The difficulty of safe path traversal

This article brought to you by LWN subscribers
Subscribers to LWN.net made this article — and everything that surrounds it — possible. If you appreciate our content, please buy a subscription and make the next set of articles possible.

Aleksa Sarai, as the maintainer of the runc container runtime, faces a constant battle against security problems. Recently, runc has seen another instance of a security vulnerability that can be traced back to the difficulty of handling file paths on Linux. Sarai spoke at the 2025 Linux Plumbers Conference (slides; video) about some of the problems runc has had with path-traversal vulnerabilities, and to ask people to please use libpathrs, the library that he has been developing for safe path traversal.

Sarai began by defining what he meant by path safety. There are two kinds of path safety that are relevant to runc, he said. The first is "regular" path safety, which applies to any application working with files: when operating on a path, one of the components might change unexpectedly. For example, a program could be reading several files from a directory using absolute paths, only for a directory in the middle of the path to be changed, causing the program to see a mixture of files from different directories. That kind of time-of-check-to-time-of-use (TOCTTOU) error comes up all of the time in path-handling code. He shared a slide showing 14 different CVEs in runc since 2017, all of which involved this kind of problem. LWN covered one in 2024 and one in 2019 that were particularly noteworthy. The second kind of path safety deals with the peculiarities of virtual filesystems, and needs to be handled separately, Sarai added.

There are some partial solutions to regular path safety, Sarai said. The openat2() system call, for example, lets programmers specify to the kernel how it should handle certain kinds of ambiguities. On the other hand, openat2() is often blocked by seccomp(), since one of the arguments is a pointer. So, the only real alternative is to implement path traversal in user space, by opening each directory along the path by hand. That is "quite finicky, but you can do it." The Go programming language recently added standard library support for doing that kind of traversal, for instance. Sarai's recommendation is to use libpathrs, the MPL-and-LGPL-licensed Rust library (with C bindings) that he has written to do this delicate dance correctly.

The second kind of path safety that runc has to deal with, above and beyond what most applications deal with, is what Sarai calls "strict" path safety. Some virtual filesystems, such as procfs, require extra attention to detail to use safely. On a normal filesystem, one does not typically care which exact inode one opens, so long as it is for a file located at the right path. But on procfs, it's important to operate on the exact file the program was expecting: "overmounts or fake mounts can trick us into doing dangerous things." For example, a program that reexecutes itself using /proc/self/exe would be quite broken if a user bind-mounted a different file into that path.

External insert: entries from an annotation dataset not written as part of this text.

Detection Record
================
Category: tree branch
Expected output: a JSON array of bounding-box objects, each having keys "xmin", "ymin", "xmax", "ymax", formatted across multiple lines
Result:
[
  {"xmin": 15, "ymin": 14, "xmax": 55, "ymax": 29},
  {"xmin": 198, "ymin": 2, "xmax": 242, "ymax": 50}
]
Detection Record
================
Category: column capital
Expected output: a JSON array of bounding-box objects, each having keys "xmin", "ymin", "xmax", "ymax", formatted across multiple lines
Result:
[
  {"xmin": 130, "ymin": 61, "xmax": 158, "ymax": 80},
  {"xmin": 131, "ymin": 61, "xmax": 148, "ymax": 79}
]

This isn't a new problem. For regular files, one can use the RESOLVE_NO_XDEV option to openat2() to avoid crossing any filesystem boundaries. But that doesn't work for procfs's magic links (such as /proc/self/exe) "for some reason." [Sarai later wrote to me to clarify that the reason is actually straightforward: since /proc/self/exe refers to an executable file on another file system, of course RESOLVE_NO_XDEV blocks it. The trick is making sure that the magic link hasn't been overmounted with a reference to the wrong other filesystem.] The solution is to use the filesystem mount API to obtain a file descriptor for the root of procfs that no other process can interfere with.

That solution doesn't work inside nested user namespaces, however. So, programs that need to work inside nested namespaces (such as runc, when people want to nest containers) have to resort to some extremely delicate checks that particular paths haven't been overmounted.

Sarai expected some people to be skeptical that this was a real problem, on the basis that only root can mount things. That's not really true in the context of runc, though. There are, of course, mount namespaces to deal with. But there is also the fact that runc is used as a backend by a large number of different high-level containerization programs. Those programs often give users a lot of flexibility to configure container mounts, which can result in unprivileged mounting into containers that runc is working with, sometimes in ways that permit a program to escape the container. Almost all of the vulnerabilities in runc have been misconfiguration bugs, he said. Sometimes, runc can prevent those by recognizing an obviously invalid configuration, and sometimes the higher-level programs need to be patched to avoid generating the problematic configuration in the first place.

He then went through a series of pop quizzes to illustrate the difficulties that come up in configuring a container. Two of runc's most recent vulnerabilities, CVE-2025-31133 and CVE-2025-52565, involved using a mount and a symbolic link to trick runc into giving a container access to /proc/sys/kernel/core_pattern, the procfs file used to configure the kernel's core-dump handler. Writing into that file could let processes escape from inside a container.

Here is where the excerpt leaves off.